FILM: The Perks Of Being A Critic
■ by Andrew Behringer
As 2012 finishes its run, my annual craving for Best of the Year lists and awards starts to kick in. This year however, the films that have affected me the most aren’t getting the recognition that they should. So instead of trying to make a list of the year’s best all-around films, I will talk briefly about the three films that have most moved me. They each have elements that make them must-see movies for any filmgoer who appreciates filmmakers who do not play it safe.
◗ Killing Them Softly
Andrew Dominik’s follow up to The Assassination of Jesse James by the Coward Robert Ford continues the director’s pattern of subverting genre conventions. Dominik has put a new spin on the gangster movie. The movie is deliberately slow-paced and filled with conversations that don’t further the plot, but instead focus on developing characters and establishing mood. Sharp social commentary adds an element of intellect absent from most mob movies.
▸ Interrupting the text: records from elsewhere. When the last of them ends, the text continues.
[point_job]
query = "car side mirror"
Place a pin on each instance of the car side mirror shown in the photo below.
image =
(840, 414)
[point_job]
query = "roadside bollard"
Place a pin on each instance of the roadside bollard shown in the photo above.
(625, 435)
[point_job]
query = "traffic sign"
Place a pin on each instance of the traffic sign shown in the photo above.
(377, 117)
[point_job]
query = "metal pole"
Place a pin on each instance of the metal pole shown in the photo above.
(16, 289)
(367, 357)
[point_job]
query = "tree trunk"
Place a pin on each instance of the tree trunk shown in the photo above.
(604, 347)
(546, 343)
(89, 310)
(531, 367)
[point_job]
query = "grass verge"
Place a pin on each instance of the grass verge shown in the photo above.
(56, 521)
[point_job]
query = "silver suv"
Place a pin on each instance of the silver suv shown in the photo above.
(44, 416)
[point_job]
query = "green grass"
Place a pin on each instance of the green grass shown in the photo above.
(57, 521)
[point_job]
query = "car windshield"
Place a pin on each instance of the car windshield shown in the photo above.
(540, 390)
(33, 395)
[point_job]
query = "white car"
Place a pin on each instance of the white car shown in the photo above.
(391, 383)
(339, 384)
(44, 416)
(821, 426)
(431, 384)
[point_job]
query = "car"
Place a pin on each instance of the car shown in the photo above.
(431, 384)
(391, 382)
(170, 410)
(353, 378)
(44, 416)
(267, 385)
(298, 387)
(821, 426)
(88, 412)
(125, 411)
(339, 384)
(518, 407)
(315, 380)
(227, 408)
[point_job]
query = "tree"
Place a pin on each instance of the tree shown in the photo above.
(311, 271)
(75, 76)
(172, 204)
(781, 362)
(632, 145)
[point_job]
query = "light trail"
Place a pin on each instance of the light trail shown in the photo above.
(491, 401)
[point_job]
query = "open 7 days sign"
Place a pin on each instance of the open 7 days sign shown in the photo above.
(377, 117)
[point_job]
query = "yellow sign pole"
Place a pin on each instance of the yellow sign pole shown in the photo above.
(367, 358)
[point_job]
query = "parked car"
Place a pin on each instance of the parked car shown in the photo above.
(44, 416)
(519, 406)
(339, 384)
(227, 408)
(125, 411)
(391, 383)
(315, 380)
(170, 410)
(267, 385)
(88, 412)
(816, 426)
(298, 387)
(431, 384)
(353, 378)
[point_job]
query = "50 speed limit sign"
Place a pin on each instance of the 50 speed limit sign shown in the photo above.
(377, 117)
Michael Haneke’s latest left me greatly appreciating a European approach to an oft-tackled topic of American cinema. Both the characters and the universe they live in are devoid of the clichés that often accompany movies that explore love. Rather than distract the audience with busy camera work, Haneke frequently lets the camera sit motionless for an entire scene. This encourages the viewer to focus on the subtlety in the acting, which is the driving force behind Amour’s success.
◗ The Perks of Being a Wallflower
The Perks Of Being A Wallflower
Without a doubt this is my favorite movie of the year. I was surprised by the level of maturity found in the film’s tone, as well as the tremendous performances from the gifted ensemble cast. Originally a novel, author Stephen Chbosky not only wrote the screenplay, but also directed the film. One gauge of the success of a novel-to-film adaption is the extent to which the film is able to make the viewer forget the book. Movie adaptations are often characterized by uneven pacing and rushed character development; these are difficult-to-avoid pitfalls when adapting a long-form novel into a two hour movie. Chbosky has risen to the challenge. Chbosky does not attempt to clone his novel; he understands the constraints of storytelling in film form, and gives the film a heart of its own. After watching Perks, I feel more authors should learn the art of filmmaking so they can ensure the success of their work across all mediums.